Сергей положил трубку и, расплатившись с официантом, поспешил к Василию.
Николай Александрович, как обычно в это время, сидел на работе и читал различного рода бумаги, иногда делая какие-то заметки в ежедневнике. От работы его отвлёк телефонный звонок.
Николай Александрович снял трубку.
— Да.
— Николай Александрович? — раздался грубый мужской голос
— Да.
— Здравствуйте. Узнаёте?
— Да.
— Хорошо.
— Как продвигается дело?
— Я собрал информацию по интересующему вас вопросу. Можете прийти в любое удобное для вас время, и я вам подробно всё расскажу.
— Уже еду.
Николай Александрович положил трубку и быстренько оделся.
Через полчаса он уже зашёл в кабинет нанятого им детектива и, поздоровавшись, сел напротив него.
— Ну что же, Григорий Алексеевич, говорите, что нашли.

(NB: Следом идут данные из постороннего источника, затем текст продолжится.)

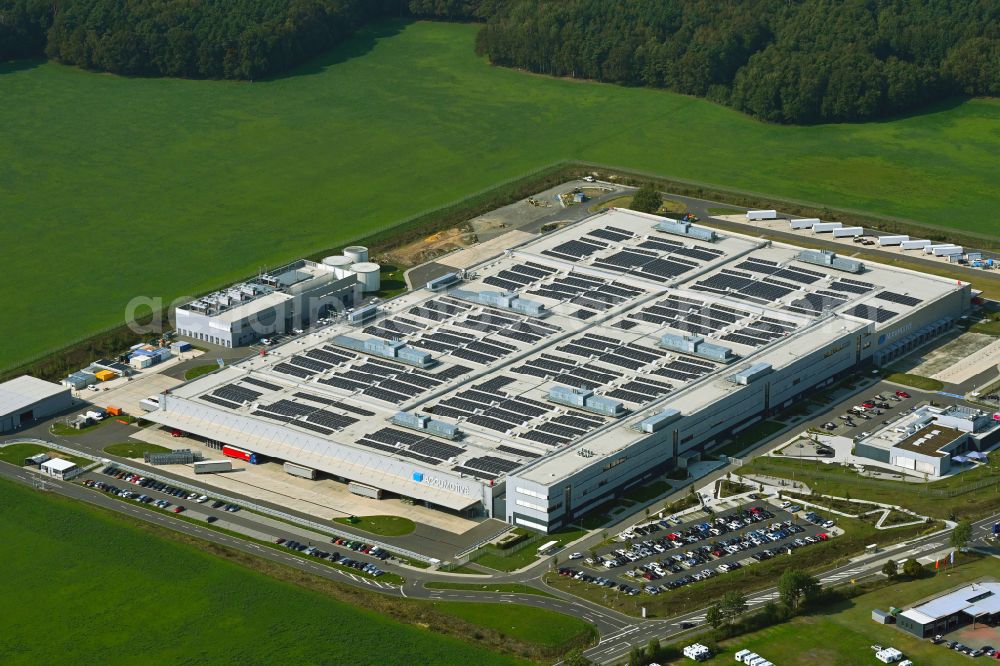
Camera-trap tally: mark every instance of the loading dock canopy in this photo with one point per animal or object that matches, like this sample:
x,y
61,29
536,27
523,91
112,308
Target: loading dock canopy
x,y
324,461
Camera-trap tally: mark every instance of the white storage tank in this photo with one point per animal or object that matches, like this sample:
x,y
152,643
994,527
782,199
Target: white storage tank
x,y
368,275
340,264
358,254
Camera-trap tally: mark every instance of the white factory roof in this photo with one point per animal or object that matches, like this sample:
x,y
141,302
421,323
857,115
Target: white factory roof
x,y
612,286
24,391
58,464
975,599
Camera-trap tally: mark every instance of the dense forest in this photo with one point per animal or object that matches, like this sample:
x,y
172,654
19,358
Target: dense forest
x,y
792,62
233,39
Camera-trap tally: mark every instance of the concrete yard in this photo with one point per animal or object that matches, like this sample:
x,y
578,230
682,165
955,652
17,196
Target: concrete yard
x,y
326,499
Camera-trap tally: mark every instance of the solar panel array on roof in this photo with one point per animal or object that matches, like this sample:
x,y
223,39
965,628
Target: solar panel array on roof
x,y
872,313
235,393
492,464
262,384
902,299
814,303
220,402
575,250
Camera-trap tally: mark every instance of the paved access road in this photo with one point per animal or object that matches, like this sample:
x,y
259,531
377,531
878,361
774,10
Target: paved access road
x,y
614,647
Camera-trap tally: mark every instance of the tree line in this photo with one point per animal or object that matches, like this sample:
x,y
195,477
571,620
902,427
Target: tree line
x,y
803,62
231,39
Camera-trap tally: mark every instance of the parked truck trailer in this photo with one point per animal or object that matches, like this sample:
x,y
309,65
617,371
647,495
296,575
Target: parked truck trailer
x,y
212,466
364,491
240,454
892,240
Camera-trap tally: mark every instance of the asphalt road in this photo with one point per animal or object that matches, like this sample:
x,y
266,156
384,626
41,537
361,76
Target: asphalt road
x,y
618,632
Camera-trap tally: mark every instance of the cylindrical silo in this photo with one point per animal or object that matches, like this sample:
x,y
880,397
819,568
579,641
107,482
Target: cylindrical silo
x,y
358,254
368,275
340,264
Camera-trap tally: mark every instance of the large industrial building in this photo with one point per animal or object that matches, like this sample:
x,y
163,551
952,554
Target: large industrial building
x,y
550,379
25,399
281,300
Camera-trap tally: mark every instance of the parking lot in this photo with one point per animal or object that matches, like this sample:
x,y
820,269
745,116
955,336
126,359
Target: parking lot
x,y
130,486
865,413
658,556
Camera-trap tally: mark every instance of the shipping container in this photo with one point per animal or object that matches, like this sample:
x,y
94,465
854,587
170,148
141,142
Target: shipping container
x,y
141,362
241,454
364,491
892,240
299,470
211,466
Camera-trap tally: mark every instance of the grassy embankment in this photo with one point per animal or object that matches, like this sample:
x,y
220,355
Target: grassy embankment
x,y
971,494
15,454
814,559
232,595
329,151
841,634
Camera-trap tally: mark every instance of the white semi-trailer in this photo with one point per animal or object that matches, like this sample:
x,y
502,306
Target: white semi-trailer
x,y
364,491
299,470
212,466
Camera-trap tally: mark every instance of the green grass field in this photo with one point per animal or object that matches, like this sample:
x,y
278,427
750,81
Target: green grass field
x,y
79,581
161,188
842,634
967,500
15,454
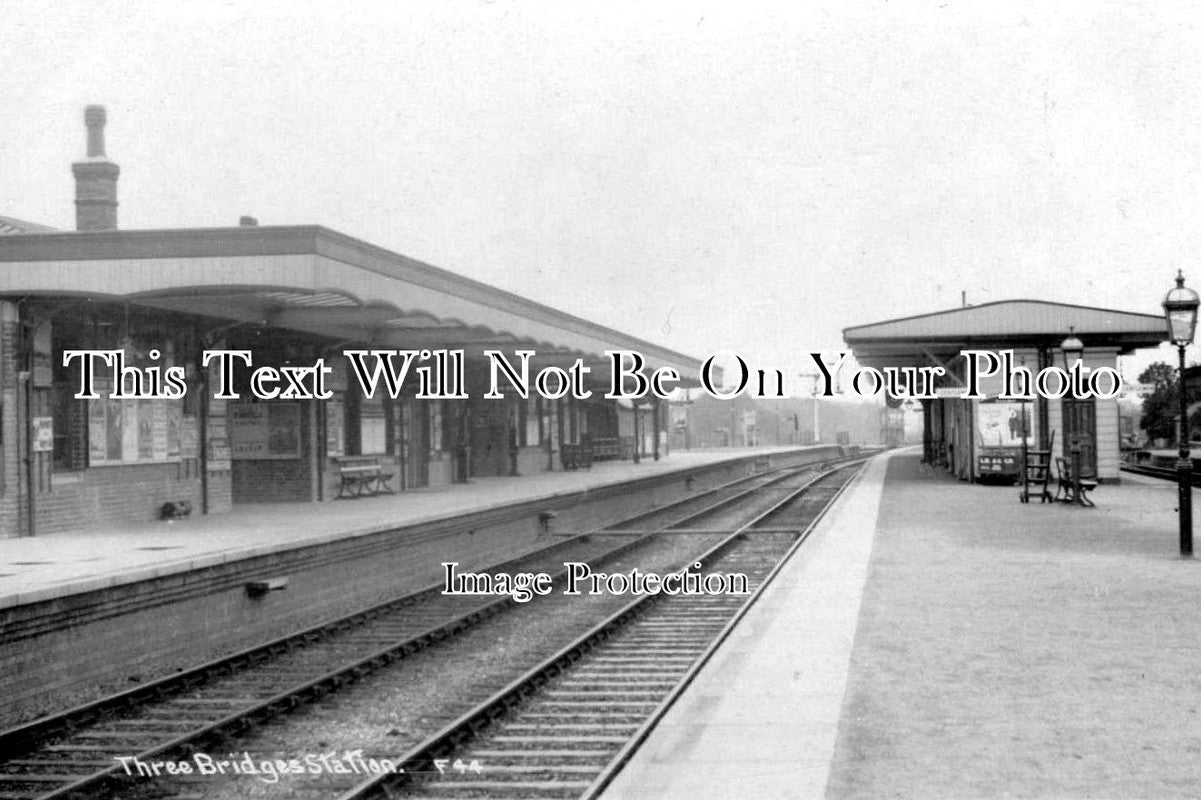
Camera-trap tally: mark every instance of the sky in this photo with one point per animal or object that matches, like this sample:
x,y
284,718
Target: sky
x,y
704,175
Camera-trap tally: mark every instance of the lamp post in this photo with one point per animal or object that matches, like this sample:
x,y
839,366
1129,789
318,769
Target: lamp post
x,y
1073,351
1181,311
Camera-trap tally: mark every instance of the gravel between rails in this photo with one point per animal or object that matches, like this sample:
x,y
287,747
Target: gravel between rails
x,y
402,704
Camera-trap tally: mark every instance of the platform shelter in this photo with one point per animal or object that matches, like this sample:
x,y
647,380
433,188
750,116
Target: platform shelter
x,y
985,437
290,296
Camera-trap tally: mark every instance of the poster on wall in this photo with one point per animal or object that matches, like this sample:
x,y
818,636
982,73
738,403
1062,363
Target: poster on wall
x,y
1001,424
219,445
187,437
264,430
335,422
97,433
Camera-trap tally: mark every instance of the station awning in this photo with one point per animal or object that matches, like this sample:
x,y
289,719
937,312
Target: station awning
x,y
315,280
922,339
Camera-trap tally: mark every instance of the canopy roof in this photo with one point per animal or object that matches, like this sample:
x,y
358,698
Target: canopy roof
x,y
315,280
999,326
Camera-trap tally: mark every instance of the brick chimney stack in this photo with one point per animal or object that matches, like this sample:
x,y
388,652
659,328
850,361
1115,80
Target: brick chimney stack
x,y
95,178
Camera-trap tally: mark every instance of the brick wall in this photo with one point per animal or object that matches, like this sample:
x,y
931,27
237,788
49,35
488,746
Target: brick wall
x,y
111,495
84,645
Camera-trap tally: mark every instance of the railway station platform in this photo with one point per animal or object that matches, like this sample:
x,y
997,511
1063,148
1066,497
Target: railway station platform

Григорий Алексеевич, а именно так звали детектива, достал небольшую папку с бумагами и медленно открыл её.
— Нашёл я его.
— Ну и как он из себя?
— Вы говорили, что этот самый Василий мошенник, и что он только и делает, что обманывает доверчивых людей, затаскивая их в свою секту.
— Именно.
— Так вот, я поездил по городам, поспрашивал людей и выяснил, что действительно существует такой Василий, которого все именуют не иначе, как мессией и который, мол, исцеляет буквально одним словом.
— Вы его видели?
— Да.
Григорий Алексеевич достал его фотографию и протянул её Николаю Александровичу.
Николай Александрович с интересом посмотрел в лицо Василия.

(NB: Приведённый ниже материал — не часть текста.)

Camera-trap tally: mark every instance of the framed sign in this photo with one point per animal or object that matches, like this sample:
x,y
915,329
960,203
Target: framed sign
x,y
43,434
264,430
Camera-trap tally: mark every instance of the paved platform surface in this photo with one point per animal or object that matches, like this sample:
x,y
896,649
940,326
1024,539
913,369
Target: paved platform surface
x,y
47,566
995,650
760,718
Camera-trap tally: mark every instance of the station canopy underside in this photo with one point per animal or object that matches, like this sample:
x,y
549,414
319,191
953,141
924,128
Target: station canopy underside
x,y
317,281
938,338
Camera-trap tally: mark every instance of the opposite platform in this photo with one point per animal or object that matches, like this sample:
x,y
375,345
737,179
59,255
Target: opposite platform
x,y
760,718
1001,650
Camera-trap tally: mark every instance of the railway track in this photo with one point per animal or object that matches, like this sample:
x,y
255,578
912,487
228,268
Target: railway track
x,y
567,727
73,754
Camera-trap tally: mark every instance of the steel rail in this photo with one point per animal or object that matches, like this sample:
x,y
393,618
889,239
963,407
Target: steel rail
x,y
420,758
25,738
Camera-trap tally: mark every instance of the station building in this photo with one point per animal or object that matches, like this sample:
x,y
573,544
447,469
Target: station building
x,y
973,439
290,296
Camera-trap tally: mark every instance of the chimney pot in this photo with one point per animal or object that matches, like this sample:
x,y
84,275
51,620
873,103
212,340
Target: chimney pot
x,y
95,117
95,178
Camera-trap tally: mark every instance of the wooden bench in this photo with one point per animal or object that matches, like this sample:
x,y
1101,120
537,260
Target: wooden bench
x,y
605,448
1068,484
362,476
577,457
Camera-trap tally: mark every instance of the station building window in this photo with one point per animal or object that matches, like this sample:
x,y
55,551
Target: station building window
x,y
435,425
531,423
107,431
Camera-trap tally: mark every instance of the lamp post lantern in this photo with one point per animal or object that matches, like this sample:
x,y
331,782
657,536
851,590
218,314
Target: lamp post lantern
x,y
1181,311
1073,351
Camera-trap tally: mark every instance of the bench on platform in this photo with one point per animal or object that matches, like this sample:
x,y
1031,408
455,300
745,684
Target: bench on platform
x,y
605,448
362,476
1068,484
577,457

— А вы уверены, что это именно он?
— Да, уверен, — чётко ответил Григорий Алексеевич.
Лицо Николая Александровича сразу приняло злой и сосредоточенный вид.
— Расскажите мне о нём поподробнее.
Григорий Алексеевич кивнул.
— Итак, Василий Иванович Кузнецов, одна тысяча девятьсот семьдесят седьмого года рождения. Юридически проживает с матерью, но дома не появлялся уже больше полугода… Кстати, люди говорят, что он действительно может исцелять и предсказывать судьбу.
— Обычный шарлатан, — усмехнулся Николай Александрович.
— Я тоже так думаю.
— Продолжайте.
— Ну, так вот, люди не жалуются, а некоторые так и вовсе превозносят его.
— Да уж, молодец…
— Последнее время в одном городе больше двух дней он не задерживался. Где он был ранее двух месяцев назад, честно говоря, не знаю, может быть здесь-то он и промышлял, а как погорел, так и решил двинуться в путь.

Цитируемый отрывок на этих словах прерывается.